Mother, Where's My Country? examines the relationship between a state and its citizens, the appropriation and sometimes the muffling of the voice of an icon like Irom Sharmila.
#8. Democrats and Dissenters by Ramachandra Guha
Ramachandra Guha's collections of essays sometimes present pathbreaking research (An Anthropologist Among The Marxists), often rescue Indian history from obscurity or misinterpretation (The Makers of Modern India) and are always trenchant, sharp and fluent.
Democrats and Dissenters assesses the "hardware and software of democracy", analysing the role and constant presence of violence in a democratic state; presents new work on the plight of tribals in India; and from the contentious question of the role of writers to a reassessment of the work of Amartya Sen and Eric Hobsbawm, covers very topical terrain.
#9. The Gene: An Intimate History by Siddhartha Mukherjee
(Simon & Schuster/Random House)
"If you're interested in what it means to be human, today and in the tomorrows to come, you must read this book."
Siddhartha Mukherjee's second book takes him from the mapping of cancer to the history of the gene via the disarming personal history of mental illness in his own family.
The Emperor of all Maladies won the Pulitzer Prize for the strength and poetry of Mukherjee's writing as much for his ability to tackle monumental scientific themes; the roughly 590 pages of The Gene promise to be just as revolutionary, and just as rewarding.
#10. In Other Words by Jhumpa Lahiri
"How is it possible to feel exiled from a language that isn't mine? That I don't know? Maybe because I'm a writer who doesn't belong completely to any language."
As she wrote her novels and short stories in English, Jhumpa Lahiri found a language that was neither the mother-tongue she had an imperfect acquaintance with nor the "principal language" that she has known all her life.
Italian, which she learns slowly, haltingly, over two decades, fills an obscure but swelling desire; she will leave America for Rome, write her first book.
In Altre Parole, in Italian, a kind of "linguistic autobiography". This is her first work of non-fiction and her first book to be translated into English.
#11. A Rising Man by Abir Mukherjee
(Vintage, Random House/ Harvill Secker)
Abir Mukherjee was born in London and grew up in Glasgow.
He used his "spectacularly dull career in finance" as a springboard to finer things: this first novel is a historical crime thriller that opens in Calcutta.
It is 1919; the body of a burra sahib, Alexander MacAuley, is found with "a note stuffed in his mouth warning the British to quit India".
His detectives are Captain Sam Wyndham and Sergeant Surrender-not-Banerjee, and his fascination with the history of the Kolkata Police, and the impact of Empire on its subjects, is obvious.
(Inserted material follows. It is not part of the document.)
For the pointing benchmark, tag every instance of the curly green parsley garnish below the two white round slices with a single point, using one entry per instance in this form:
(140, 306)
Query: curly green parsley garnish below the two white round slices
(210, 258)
#12. Selection Day by Aravind Adiga
In Between The Assassinations, a collection of short stories, and Last Man In Tower, Aravind Adiga demonstrated a gift for collecting the inner lives and experiences of people who might otherwise slide through the large gaps in contemporary Indian fiction.
Selection Day is written from the perspective of Manju, a cricket-mad 14-year-old who learned the game in Shivaji Park, facing glory, defeat, obsessions and rivalries.